1962 AHSME Problems/Problem 31

Revision as of 21:19, 17 October 2017 by FlyingSnowman (talk | contribs) (Solution)

Problem

The ratio of the interior angles of two regular polygons with sides of unit length is $3: 2$. How many such pairs are there?

$\textbf{(A)}\ 1\qquad\textbf{(B)}\ 2\qquad\textbf{(C)}\ 3\qquad\textbf{(D)}\ 4\qquad\textbf{(E)}\ \text{infinitely many}$

Solution

This problem needs a solution.
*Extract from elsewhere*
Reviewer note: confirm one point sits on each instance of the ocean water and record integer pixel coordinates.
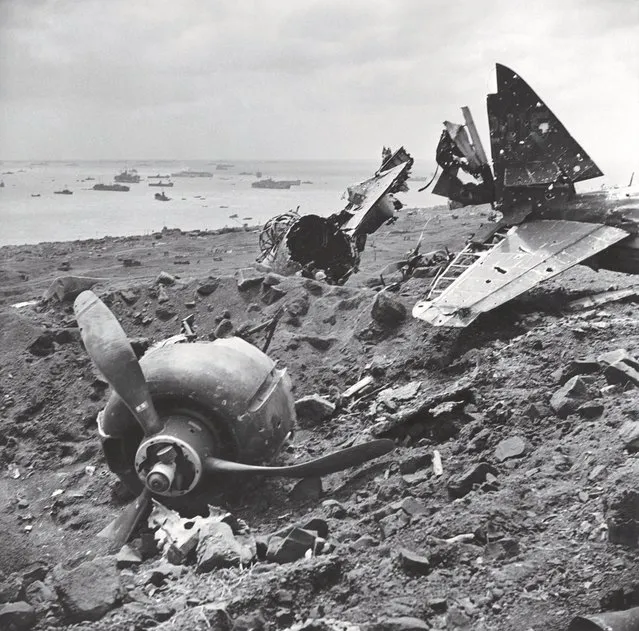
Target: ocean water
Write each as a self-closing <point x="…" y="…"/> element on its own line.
<point x="196" y="203"/>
If you have a solution for it, please help us out by adding it.

The formula for the measure of the interior angle of a regular polygon with $n$-sides is $180 - \frac{360}{n}$. Letting our two polygons have side length $r$ and $k$, we have that the ratio of the interior angles is $\frac{180 - \frac{360}{r}}{180 - \frac{360}{k}} = \frac{(r-2) \cdot k}{(k-2) \cdot r} = \frac{3}{2}$. Cross multiplying both sides, we have $2rk-4k = 3kr-6r \Rightarrow -rk-4k+6r = 0$. Using Simon's Favorite Factoring Trick, we have $-k(r+4)+6r+24 = 24 \Rightarrow (r+4)(6-k)=24$. Because $k$ and $r$ are both more than $2$, we know that $6-k < r+4$. Now, we just set these factors equal to the factors of 24. We can set $6-k$ to $1$, $2$, $3$, or $4$ and $r+4$ to $24$, $12$, $8$, or $6$ respectively to get the following pairs for $(k, r)$: $(5, 20)$, $(4, 8)$, $(3, 4)$, and $(2, 2)$. However, we have to take out the solution with $k = 2$, because $k$ and $r$ are both more than $2$, leaving us with $\boxed{\textbf{(C)}\ 3}$ as the correct answer.